While serving on the CUNA executive committee for six years, I observed firsthand how poorly CUNA and NAFCU cooperate. It was, and remains, apparent that two organizations competing against each other for the same members simply can’t be expected to trust each other. Without trust, effective coordination and compromise are impossible. As a result, the credit union community is wasting precious resources at a time when we have an incredible opportunity to help more consumers than ever before. It’s time to overhaul the trade association structure as it exists today.
Start with things that CUNA (strong local presence, high visibility on Capitol Hill and in many statehouses and a prominent PAC) and NAFCU (good at public relations, compliance and strong direct communication with credit unions) do well. Redesign the current CUNA/league structure to improve accountability, eliminate duplication and reduce competition between the state and national associations and between state associations. Make sure issues are vetted appropriately and speak with one, strong voice at the national level with full support from the state and local level. I understand that this is a huge task. The internal defense systems are powerful and highly resistant to change. Longstanding principles stand in the way. There are deep resentments that would have to be overcome. In fact, this sounds a lot like the fiscal cliff debate that we’re all fed up with and a familiar question arises. Are we finally ready to go after a real fix or do we just kick the can down the road again?
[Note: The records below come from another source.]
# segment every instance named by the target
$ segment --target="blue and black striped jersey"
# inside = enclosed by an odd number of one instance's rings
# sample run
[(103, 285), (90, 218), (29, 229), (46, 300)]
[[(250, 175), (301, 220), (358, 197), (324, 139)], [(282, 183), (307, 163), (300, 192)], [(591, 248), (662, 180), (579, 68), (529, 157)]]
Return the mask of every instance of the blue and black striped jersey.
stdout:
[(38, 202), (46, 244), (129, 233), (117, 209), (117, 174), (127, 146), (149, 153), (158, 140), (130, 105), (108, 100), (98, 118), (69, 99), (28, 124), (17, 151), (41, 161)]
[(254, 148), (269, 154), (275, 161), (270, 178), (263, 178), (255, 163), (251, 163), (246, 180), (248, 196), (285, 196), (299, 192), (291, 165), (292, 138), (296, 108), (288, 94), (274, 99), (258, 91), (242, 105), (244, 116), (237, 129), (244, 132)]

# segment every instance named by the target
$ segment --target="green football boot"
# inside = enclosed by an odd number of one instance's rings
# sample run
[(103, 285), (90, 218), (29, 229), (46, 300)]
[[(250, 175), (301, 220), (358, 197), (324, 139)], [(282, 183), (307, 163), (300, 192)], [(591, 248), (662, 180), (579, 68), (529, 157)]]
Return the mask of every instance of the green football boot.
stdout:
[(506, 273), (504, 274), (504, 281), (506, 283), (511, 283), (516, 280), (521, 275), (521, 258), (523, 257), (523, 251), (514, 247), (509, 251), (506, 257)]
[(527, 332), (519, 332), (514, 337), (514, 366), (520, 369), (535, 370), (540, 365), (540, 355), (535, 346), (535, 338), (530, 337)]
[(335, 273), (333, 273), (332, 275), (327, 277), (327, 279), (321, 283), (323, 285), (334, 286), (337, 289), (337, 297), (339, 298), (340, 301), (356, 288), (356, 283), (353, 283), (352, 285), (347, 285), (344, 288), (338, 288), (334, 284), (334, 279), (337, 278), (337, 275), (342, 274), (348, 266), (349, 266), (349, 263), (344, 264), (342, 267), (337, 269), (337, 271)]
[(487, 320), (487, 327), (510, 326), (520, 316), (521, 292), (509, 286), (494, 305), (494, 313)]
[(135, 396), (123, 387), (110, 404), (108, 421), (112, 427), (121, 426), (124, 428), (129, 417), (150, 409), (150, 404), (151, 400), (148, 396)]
Speaking of radical change, here’s another thought, Since our tax exemption is, once again, under attack, maybe we do what no one else in Washington seems willing to do. Let’s think about a proactive approach that really does take the issue off the table. Let’s propose a tax plan for credit unions. This idea has been floated privately and in small groups on occasion.
The plan created an option for those credit unions that wished to have expanded charter options, including open fields of membership, no MBL cap and access to secondary capital. The tradeoff would be taxation if the credit union’s net worth exceeded a reasonable level. The plan, while thoughtful and praised by many, was never seriously considered mainly due to fear, fear that it would split the credit union community and fear that once you start moving down the path of negotiating taxation you would lose control of the issue and get a bad deal.
And back to the issue of our trade association structure, how do you think NAFCU would react if word got out that CUNA was having meaningful discussions about such a plan (or vice-versa)?
Don’t get me wrong, we can probably continue to get by. We should be able to block taxation and could even have a few more moral victories like the TAG defeat. We lost something, but the banks lost more. Maybe we’ll have another perfect opportunity and maybe this time there will be something that the banks really are willing to trade so our “friends” in Congress can bring themselves to actually vote on a bill. Sound like a plan? Well, until we’re prepared to engage in some serious debate about meaningful changes, however controversial or uncomfortable they are, that seems to be all we’ve got.
Tom Dorety is CEO of Suncoast Schools FCU, Tampa, Fla.